Adurru Buddhist Site in Andhra Pradesh Lies Neglected
Perhaps overshadowed by the higher-profile site at nearby Amaravati, the 2,400-year old Buddhist center of Adurru, in the southeastern Indian state of Andhra Pradesh, has lain neglected for several decades due to an apparent lack of interest from the state government in maintaining this potential tourist destination.
The site, known locally as Dubaraju Dibba, is located in East Gavari District some six miles from the Bay of Bengal on the western bank of the Vainetaya River—a branch of the Godavari River, India’s second-longest river after the Ganges. The ancient Buddhist center was first excavated by the Archaeological Survey of India (ASI) in 1923 and was declared a protected monument in 1955. It is currently being maintained to a limited degree by the Buddha Vihar Trust, a local organization formed by a group of retirees.
“We have been running the trust and taking care of the monument for the last 30 years,” said S. S. R. Bhupathi, member-secretary of the Buddha Vihar Trust. “There are no infrastructure facilities, basic amenities, and even road connectivity to this place,” he lamented. (The Hindu)
Excavations at Adurru by the ASI in 1953 uncovered numerous historic remains, including stupas, chaityas (Buddhist shrines or prayer halls), and viharas (Buddhist monasteries). Among the more notable relics is the Mahastupa or main stupa, which, with a diameter of 17 feet, is built in the shape of a giant wheel atop a raised platform. It is surrounded by vedika (partitioning) structures and ayaka (altars or offering platforms) that mark the cardinal directions. The excavations also unearthed a wealth of other historical artifacts, including ancient jars, dishes, red pottery, and kaolin bowls.
Other notable finds at the site include two smaller stupas constructed in the same wheel-shaped design as the Mahastupa, which stand at the east-facing “front” of the site, a series of interconnected circular and square structures adorning the west of the site, and an underground passage that extends to the river.
Historians believe the Mahastupa was constructed during the reign of the Indian emperor Ashoka (r. c. 268–232 BCE), whose empire encompassed much of the Indian subcontinent.
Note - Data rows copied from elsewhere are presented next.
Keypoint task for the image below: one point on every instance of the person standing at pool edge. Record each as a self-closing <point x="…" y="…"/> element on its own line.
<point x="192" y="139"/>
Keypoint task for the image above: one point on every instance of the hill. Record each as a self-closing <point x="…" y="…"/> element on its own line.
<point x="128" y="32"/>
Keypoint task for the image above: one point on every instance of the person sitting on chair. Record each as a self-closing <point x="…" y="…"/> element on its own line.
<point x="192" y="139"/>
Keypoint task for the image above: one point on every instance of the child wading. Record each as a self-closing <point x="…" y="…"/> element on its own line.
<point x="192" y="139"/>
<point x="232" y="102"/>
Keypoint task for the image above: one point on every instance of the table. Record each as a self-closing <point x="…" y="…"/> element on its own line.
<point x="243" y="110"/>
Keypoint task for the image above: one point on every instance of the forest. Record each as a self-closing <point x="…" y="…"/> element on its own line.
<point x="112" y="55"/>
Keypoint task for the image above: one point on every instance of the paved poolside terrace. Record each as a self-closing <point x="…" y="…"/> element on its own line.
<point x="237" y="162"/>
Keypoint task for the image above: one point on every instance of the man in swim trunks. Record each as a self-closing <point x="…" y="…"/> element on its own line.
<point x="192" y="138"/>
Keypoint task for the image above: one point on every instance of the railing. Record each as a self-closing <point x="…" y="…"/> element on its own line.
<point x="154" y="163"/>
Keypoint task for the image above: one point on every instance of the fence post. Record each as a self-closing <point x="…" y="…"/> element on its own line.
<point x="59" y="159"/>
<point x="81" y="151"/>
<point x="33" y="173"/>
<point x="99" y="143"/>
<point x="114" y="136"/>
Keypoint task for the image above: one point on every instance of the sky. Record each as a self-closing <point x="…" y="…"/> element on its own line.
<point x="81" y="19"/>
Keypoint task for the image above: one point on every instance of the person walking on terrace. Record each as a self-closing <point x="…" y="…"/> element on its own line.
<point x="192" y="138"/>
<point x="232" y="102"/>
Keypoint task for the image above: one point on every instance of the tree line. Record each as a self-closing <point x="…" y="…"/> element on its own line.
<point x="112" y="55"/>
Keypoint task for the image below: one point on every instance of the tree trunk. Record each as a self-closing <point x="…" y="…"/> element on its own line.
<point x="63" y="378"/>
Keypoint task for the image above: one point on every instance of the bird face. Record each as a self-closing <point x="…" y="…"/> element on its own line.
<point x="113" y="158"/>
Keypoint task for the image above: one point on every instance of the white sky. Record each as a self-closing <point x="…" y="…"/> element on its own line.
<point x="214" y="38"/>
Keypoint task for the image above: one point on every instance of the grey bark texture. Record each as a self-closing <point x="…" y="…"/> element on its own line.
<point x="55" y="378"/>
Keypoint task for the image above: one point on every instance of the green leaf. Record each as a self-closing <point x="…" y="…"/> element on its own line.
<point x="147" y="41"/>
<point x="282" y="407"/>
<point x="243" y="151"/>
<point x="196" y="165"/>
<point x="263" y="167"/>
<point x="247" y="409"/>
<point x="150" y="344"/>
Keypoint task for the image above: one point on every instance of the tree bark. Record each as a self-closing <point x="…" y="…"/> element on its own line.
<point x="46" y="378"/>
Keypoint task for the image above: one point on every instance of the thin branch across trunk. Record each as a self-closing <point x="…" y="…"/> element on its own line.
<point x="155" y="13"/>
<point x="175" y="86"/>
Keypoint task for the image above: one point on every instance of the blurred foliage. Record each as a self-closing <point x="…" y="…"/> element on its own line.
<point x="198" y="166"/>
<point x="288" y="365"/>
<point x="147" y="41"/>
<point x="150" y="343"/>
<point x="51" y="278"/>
Ashoka was instrumental in the spread of Buddhism throughout South and Central Asia, and is credited with ordering the construction of thousands of monasteries, stupas, and other Buddhist monuments across the region. One of the foundation stones at the site is believed to have been laid by the renowned Buddhist nun Sanghamitra, the daughter of Ashoka, who was en route to Sri Lanka to spread the teachings of the Buddha.